7.6Compte tenu de ce qui précède, le Comité estime qu’il n’est pas nécessaire d’examiner les allégations de violation de l’article 25 du Pacte.

8.Le Comité des droits de l’homme, agissant en vertu du paragraphe 4 de l’article 5 du Protocole facultatif se rapportant au Pacte international relatif aux droits civils et politiques, constate que l’État partie a violé les droits que les auteurs tiennent de l’article 19 (par. 2) du Pacte international relatif aux droits civils et politiques.

9.Conformément à l’article 2 (par. 3 a)) du Pacte, l’État partie est tenu d’assurer aux auteurs une réparation effective, notamment de répondre rapidement à leurs demandes d’informations concernant l’achat et la distribution de médicaments en leur fournissant des renseignements complets et à jour et de leur rembourser les frais engagés dans le cadre des procédures internes et de la saisine du Comité.
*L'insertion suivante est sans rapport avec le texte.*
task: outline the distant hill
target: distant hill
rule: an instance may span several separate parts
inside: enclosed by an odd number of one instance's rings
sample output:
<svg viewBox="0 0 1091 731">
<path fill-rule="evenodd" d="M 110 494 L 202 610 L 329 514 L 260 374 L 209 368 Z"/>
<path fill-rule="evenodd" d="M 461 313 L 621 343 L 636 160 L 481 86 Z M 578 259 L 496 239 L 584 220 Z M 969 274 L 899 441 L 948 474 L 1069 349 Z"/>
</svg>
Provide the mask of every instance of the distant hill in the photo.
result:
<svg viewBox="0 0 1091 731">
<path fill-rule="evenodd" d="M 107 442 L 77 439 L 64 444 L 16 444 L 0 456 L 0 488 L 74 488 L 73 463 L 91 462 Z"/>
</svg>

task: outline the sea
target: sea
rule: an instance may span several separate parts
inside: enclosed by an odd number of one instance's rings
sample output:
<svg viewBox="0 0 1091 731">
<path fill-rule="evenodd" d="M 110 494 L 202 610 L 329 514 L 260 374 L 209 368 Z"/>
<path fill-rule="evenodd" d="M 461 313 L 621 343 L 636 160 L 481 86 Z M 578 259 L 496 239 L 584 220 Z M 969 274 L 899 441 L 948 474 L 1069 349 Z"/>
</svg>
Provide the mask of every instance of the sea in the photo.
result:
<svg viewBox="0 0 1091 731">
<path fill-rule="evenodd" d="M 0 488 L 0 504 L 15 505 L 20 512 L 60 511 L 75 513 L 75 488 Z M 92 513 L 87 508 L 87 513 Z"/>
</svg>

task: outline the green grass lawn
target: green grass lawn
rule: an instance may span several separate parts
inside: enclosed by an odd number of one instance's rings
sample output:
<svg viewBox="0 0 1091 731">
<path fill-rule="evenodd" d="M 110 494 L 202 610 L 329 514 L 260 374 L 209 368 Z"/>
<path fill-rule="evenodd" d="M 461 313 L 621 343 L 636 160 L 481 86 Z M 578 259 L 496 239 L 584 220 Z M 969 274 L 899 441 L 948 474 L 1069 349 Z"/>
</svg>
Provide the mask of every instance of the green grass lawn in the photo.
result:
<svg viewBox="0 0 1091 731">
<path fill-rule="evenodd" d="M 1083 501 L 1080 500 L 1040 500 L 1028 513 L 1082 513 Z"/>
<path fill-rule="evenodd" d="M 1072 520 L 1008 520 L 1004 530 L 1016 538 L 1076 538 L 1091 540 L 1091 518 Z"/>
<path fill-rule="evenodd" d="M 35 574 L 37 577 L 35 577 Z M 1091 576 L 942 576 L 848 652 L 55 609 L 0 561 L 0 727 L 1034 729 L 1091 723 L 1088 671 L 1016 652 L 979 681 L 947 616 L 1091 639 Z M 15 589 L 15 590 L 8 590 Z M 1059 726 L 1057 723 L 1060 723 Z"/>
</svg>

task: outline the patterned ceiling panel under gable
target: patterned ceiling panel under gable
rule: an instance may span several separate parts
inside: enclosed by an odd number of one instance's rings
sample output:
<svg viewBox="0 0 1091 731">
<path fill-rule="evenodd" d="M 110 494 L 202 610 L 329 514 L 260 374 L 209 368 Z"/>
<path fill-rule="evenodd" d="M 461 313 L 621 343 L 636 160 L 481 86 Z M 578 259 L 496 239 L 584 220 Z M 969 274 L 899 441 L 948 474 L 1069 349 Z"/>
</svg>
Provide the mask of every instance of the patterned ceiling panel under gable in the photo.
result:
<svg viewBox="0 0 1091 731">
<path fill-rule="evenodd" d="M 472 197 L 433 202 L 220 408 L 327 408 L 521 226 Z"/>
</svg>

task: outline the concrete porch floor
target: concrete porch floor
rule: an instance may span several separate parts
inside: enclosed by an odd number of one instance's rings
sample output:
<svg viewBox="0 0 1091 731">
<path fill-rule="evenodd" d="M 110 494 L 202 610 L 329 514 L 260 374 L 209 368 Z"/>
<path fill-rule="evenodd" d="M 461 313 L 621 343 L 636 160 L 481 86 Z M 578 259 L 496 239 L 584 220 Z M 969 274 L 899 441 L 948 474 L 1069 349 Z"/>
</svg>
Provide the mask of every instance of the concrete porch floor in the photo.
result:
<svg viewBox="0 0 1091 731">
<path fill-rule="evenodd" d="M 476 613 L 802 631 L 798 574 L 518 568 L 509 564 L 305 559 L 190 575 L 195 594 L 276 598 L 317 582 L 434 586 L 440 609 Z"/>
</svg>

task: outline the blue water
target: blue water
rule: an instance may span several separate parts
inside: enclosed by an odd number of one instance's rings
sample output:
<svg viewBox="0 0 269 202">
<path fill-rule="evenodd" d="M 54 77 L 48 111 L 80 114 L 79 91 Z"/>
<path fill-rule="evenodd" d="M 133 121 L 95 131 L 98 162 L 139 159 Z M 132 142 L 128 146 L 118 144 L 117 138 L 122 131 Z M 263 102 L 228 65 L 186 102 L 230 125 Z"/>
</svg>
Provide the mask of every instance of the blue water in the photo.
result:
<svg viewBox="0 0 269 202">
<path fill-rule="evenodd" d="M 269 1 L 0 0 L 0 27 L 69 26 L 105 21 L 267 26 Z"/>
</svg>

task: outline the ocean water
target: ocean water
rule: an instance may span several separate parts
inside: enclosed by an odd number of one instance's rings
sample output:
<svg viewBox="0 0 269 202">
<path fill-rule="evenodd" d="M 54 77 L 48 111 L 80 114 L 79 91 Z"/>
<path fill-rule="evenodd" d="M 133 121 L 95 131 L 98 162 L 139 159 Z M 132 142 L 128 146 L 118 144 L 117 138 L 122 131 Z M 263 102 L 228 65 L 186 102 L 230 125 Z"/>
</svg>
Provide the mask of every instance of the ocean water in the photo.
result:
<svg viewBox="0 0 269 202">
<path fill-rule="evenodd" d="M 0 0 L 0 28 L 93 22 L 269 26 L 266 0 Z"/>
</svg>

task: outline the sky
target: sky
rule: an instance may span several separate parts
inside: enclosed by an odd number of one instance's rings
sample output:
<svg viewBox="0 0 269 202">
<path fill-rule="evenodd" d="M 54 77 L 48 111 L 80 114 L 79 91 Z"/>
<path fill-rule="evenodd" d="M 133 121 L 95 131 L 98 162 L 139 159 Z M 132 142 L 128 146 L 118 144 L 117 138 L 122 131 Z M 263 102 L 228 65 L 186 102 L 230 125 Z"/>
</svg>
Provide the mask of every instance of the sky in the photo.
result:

Il est également tenu de veiller à ce que des violations analogues ne se reproduisent pas.

10.Étant donné qu’en adhérant au Protocole facultatif, l’État partie a reconnu que le Comité avait compétence pour déterminer s’il y avait eu ou non violation du Pacte et que, conformément à l’article 2 du Pacte, il s’est engagé à garantir à tous les individus se trouvant sur son territoire et relevant de sa juridiction les droits reconnus dans le Pacte et à assurer un recours utile et une réparation exécutoire lorsqu’une violation a été établie, le Comité souhaite recevoir de l’État partie, dans un délai de cent quatre-vingts jours, des renseignements sur les mesures prises pour donner effet aux présentes constatations. L’État partie est invité en outre à rendre celles-ci publiques et à les diffuser largement.